Новость, что учитель английской литературы Бородин переехал жить в Нагатино в однокомнатную квартиру, оставшуюся от родителей, выяснилась совершенно случайно: Миша Пышкин, плотный и кудрявый ученик Андрея Андреича, жил в соседнем подъезде и постоянно сталкивался с ним по дороге к метро. Вот так и узнали: от этого Пышкина.
– Да спит она, Верка, с Андреем Андреичем, – сказала развратная наглая Танька. – Уж вы мне поверьте: мой глаз-то наметанный.
Но Таньку всерьез принимать не привыкли, и многие просто назло ей решили, что Верка с учителем вовсе расстались. У Верки спросить не решались.

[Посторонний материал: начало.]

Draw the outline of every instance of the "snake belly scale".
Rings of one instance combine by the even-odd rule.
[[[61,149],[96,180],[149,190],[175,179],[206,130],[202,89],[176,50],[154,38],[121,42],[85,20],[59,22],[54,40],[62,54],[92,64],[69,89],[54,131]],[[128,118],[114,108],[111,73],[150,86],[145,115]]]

И вдруг она позвала дуру Таньку домой и дома, блистая глазами, сказала, что переспала с одним турком, рабочим, которого видеть не может – тошнит.
– А что, это очень отвратно, а, Вер? – спросила ее простодушная Танька.
– Да, очень.
– А мне говорили – нормально.
– Наврали, не слушай, – сказала ей Вера.
– Так что же тогда все с ума посходили по этому сексу?
– Да где посходили?
– А мама моя?
– Ну, она притерпелась.
– Не знаю, не знаю, – задумалась Танька, – она как-то нашей соседке призналась, что больше недели без секса не может.
Вера покрутила пальцем у виска.
– Ты лучше другое скажи: как мне быть? Что с турком-то делать?
– Пошли, да и все.
– Его так легко не пошлешь. Куда ни пойду, он уже тут как тут. Стоит и вращает своими глазищами.
Танька посмотрела на запутавшуюся одноклассницу: Вера Переслени сидела с ногами на диване, запустив обе ладони глубоко в волосы, и с отчаянием глядела в одну точку.
«А правда красивая! Вот ведь везет! – без зависти всякой подумала Танька. – Везет же красивым! Вон, турка поймала».
– Послушай, отбей его, Танечка, а? – сказала несчастная Вера. – Ну что тебе стоит? Оденься красиво и сядь там, на лестнице. Я его знаю! Он тут же придет.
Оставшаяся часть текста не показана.